The strong Turkish economy is currently the envy of Europe. Despite its recently slowing growth, Turkey’s economy is still expanding at a rate that many European countries would kill for.
In contrast to its European neighbors, Turkey’s credit rating has recently been upgraded, its construction industry is booming, its banks are increasing lending, and its stock market was the second-fastest growing in the world last year.
The country also has a solid institutional framework and a skilled work force. In addition, interest rates have been falling, which has encouraged consumers, especially the growing middle class, to spend.
In fact, Goldman Sachs, the international investment bank that in 2001 predicted the future economic significance of the BRIC countries (Brazil, Russia, India, and China) is now pointing towards Turkey as one of the next generation of fast-growing economies.

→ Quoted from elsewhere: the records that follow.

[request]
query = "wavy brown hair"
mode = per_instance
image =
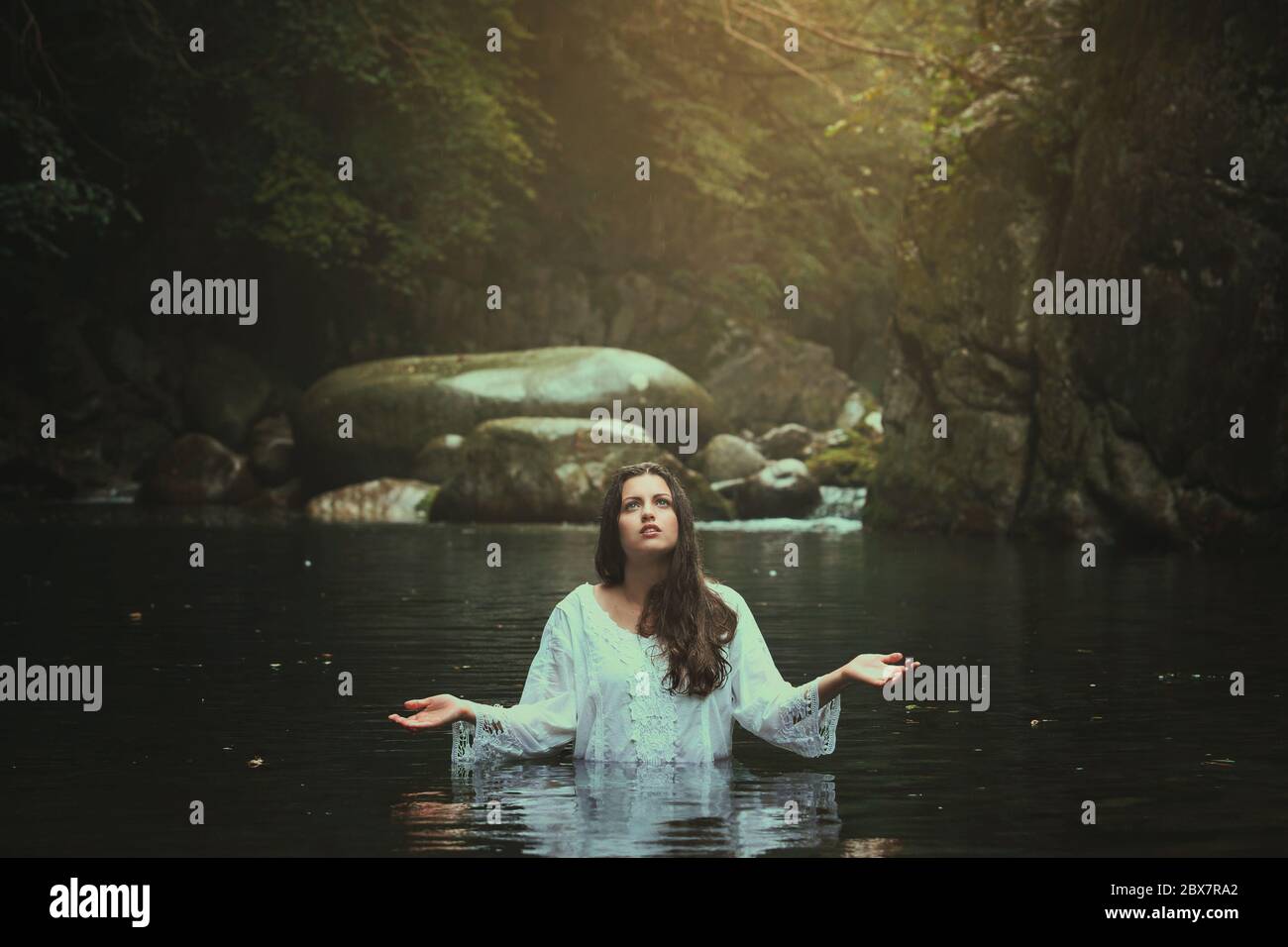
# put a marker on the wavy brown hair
(690, 618)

The success of the strong Turkish economy has attracted many European companies that are looking to enter the Turkish market and tap into the country’s growing middle classes as economic growth at home stalls.

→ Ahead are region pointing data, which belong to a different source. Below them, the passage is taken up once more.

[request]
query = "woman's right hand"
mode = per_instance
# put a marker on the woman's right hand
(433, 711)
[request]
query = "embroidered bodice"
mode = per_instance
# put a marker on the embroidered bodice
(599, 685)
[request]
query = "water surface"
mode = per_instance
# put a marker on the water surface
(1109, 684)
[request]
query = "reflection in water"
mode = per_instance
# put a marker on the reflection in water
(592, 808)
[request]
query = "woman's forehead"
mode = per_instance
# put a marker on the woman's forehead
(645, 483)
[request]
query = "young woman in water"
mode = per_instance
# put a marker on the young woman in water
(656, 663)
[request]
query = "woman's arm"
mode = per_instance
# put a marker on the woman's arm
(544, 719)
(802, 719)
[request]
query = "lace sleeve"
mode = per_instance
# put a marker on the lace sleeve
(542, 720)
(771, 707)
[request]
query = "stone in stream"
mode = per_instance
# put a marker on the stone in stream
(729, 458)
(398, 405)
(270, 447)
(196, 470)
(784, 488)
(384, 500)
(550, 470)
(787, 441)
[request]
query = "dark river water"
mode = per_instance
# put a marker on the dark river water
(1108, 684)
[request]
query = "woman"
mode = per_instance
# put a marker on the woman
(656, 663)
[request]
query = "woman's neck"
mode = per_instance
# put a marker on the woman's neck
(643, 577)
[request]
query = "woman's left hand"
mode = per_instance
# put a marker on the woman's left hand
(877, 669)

German companies have been particularly active in the Turkish market, exporting goods worth 14 billion pounds to Turkey in 2012. British and Italian companies have also been active in Turkey. For example, Marks & Spencer now operates 48 stores in Turkey and has benefitted from 15 million customer visits in the past year. Italy, meanwhile, exported goods worth 8.7 billion pounds to Turkey last year.
There is particular potential in the sale of luxury goods and electronics because these markets are not yet as well developed in Turkey as they are in other parts of Europe.
In addition to its own potential, doing business with Turkey can also be of strategic interest because it provides access to other markets in the Middle East as well as North Africa and Central Asia.
Emerging countries like Turkey are currently playing a very important role in supporting many stagnant economies in the developed world. The success of emerging markets is extremely important for companies from the industrialized world that needs access to new and growing markets as their home bases falter.